Shin Poong also failed to produce strong results confirming Pyramax’s efficacy in its Phase 2 clinical trials. It received permission to undergo Phase 3 clinical trials from the ministry after making a pledge that it will confirm efficacy in the last round.
Companies that failed to meet goals in trials can still apply to start the next round by changing their index of evaluation. Shin Poong increased the number of participants in Phase 3 clinical trials by 12-fold, from 113 to about 1,420, in order to prove efficacy.
Bukwang Pharm also revealed discouraging Phase 2 clinical trial results for its capsule-type treatment candidate Levovir. Its most important task to prove efficacy was to show patients testing negative for the virus after taking the drug. A total of 61 patients with moderate and serious symptoms participated — 41 with Levovir and 20 with placebo drug — and about 85.3 percent of people who took Levovir tested negative while 70.6 percent of people in the control group tested negative.
The bio company changed its plan and reset its index of evaluation to “reduction of amount of virus in the body” and reconducted the Phase 2 trials. The results of second Phase 2 clinical trials will be released by the end of the month or beginning of next month.

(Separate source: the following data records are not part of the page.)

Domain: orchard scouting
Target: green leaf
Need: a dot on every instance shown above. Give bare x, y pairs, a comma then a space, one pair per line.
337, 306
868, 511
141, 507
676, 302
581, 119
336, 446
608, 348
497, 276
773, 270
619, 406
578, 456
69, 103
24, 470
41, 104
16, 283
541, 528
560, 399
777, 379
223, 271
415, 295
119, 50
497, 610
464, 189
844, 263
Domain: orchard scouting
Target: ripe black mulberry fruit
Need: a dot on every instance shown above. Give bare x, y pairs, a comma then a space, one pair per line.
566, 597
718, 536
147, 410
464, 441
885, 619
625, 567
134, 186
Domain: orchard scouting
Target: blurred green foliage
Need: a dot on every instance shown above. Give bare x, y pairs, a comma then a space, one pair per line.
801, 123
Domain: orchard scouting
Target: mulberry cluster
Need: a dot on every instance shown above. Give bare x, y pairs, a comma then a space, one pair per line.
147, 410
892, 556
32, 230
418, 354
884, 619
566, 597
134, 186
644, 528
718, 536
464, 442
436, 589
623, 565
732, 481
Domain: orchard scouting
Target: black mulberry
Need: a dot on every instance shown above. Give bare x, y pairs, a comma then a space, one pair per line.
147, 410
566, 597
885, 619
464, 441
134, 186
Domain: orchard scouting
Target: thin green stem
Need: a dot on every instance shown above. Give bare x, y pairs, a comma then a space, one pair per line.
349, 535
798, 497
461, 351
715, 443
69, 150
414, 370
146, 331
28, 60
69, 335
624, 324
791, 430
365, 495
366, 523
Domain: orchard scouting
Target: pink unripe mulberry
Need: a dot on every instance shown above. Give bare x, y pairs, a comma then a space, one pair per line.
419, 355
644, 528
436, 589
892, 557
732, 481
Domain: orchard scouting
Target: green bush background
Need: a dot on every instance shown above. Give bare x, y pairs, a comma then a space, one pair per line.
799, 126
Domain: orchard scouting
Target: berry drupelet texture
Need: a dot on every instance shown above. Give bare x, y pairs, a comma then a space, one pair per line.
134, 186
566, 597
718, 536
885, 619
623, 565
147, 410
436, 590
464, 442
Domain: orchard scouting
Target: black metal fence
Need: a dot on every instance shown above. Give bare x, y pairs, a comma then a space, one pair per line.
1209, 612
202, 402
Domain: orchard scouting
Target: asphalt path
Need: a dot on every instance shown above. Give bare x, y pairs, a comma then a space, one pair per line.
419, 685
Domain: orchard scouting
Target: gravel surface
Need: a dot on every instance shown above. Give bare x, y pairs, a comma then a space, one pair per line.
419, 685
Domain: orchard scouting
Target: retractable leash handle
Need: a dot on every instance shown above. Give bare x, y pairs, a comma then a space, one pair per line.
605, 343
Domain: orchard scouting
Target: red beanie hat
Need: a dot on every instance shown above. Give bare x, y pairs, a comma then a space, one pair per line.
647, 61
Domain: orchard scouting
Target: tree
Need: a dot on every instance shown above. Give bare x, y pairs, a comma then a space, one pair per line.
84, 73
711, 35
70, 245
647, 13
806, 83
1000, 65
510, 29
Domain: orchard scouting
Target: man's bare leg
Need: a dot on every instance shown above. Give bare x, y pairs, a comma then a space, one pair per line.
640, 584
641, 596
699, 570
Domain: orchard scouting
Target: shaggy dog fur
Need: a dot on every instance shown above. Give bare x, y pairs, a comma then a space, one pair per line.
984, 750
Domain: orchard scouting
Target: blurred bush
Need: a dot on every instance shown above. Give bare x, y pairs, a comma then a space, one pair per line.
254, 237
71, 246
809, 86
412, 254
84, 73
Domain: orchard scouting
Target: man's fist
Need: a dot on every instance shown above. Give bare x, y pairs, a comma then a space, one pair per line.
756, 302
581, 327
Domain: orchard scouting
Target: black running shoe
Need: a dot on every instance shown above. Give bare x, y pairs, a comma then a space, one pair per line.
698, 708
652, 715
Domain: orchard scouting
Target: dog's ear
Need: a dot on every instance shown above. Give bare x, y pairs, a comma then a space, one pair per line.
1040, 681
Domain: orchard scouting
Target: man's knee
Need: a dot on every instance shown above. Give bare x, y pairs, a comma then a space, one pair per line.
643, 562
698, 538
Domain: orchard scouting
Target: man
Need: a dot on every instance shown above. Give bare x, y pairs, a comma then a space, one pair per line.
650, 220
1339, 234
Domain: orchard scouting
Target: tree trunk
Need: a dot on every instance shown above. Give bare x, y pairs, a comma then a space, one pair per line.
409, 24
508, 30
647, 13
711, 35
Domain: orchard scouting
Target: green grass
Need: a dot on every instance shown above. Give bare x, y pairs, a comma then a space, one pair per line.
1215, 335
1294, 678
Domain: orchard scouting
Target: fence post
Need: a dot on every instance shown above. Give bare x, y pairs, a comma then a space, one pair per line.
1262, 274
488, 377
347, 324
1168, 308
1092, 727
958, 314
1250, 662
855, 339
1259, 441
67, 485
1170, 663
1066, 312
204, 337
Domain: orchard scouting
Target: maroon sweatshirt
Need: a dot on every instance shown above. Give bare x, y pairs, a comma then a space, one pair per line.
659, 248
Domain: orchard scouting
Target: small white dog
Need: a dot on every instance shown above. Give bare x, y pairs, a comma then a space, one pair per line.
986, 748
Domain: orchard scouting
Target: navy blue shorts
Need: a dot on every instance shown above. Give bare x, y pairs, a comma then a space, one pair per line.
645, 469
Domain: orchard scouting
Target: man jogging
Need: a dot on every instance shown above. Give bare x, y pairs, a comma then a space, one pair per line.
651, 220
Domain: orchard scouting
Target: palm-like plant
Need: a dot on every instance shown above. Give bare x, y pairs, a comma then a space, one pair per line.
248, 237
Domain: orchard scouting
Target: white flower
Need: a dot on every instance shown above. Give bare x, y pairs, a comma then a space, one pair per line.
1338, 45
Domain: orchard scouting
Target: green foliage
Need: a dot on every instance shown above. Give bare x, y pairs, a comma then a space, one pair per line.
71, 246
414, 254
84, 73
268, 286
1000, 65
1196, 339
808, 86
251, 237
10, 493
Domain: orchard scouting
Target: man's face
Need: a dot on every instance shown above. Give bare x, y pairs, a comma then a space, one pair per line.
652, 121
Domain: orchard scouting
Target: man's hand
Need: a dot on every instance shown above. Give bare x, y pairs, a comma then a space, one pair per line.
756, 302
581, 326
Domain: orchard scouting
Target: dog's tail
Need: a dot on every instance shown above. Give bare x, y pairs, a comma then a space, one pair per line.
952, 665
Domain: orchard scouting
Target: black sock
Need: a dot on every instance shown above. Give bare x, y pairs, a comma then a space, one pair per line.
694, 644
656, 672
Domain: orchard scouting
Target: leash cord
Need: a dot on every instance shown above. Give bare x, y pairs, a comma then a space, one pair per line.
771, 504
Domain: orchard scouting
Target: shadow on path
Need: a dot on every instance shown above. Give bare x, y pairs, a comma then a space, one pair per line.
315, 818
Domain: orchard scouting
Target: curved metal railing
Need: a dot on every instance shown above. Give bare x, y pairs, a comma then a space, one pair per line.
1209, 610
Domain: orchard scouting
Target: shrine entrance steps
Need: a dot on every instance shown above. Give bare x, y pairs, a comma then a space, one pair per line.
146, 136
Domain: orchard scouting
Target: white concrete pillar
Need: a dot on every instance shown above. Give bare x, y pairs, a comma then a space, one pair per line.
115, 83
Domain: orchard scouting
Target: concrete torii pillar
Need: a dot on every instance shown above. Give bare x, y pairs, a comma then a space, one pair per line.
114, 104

“On the issue of whether we will start Phase 3 clinical trials, we will have a discussion with experts considering the results of two clinical trials we have conducted on the treatment candidate,"  said a spokesperson for Bukwang Pharm.

Money is an issue

But even if Korea's bio firms succeed in releasing oral treatments, commercializing them is a different issue. The high price of oral treatment is something that needs to be tackled.
The Korea Disease Control and Prevention Agency said it set a 16.8-billion-won ($14.4-million) budget for purchasing Covid-19 oral treatments this year and 19.4 billion won for next year — which is enough to buy drugs that could be used by about 38,000 people.
The agency also said it has been under negotiations to preorder promising oral treatments with a few global companies including MSD, although no details have been clarified.
This means that the price of oral treatment will likely be around 952,600 won per person. Many argue that such a price is too high when efficacies have not been confirmed. MSD has been conducting Phase 3 clinical trials of its oral antiviral treatment Molnupiravir, with the goal of releasing final data within the year. It is expected to seek emergency use authorization from the U.S. Food and Drug Administration in October at the earliest.  
Health authorities insist that the 900,000-won price tag is not expensive when considering other expenses such as hospital bills in the absence of oral treatments.
"If patients don’t take the oral treatment, they would have to be hospitalized or visit a community treatment center. We should think about the costs for those, as well as possible losses that would be caused when they can’t participate in economic activities due to an infection," said Bae Gyeong-taek, a senior official from the Central Disease Control Headquarters, during a radio show.
"Oral treatments would make it possible for patients to stay home and watch the progress of their condition," He added. “Things will be different then.”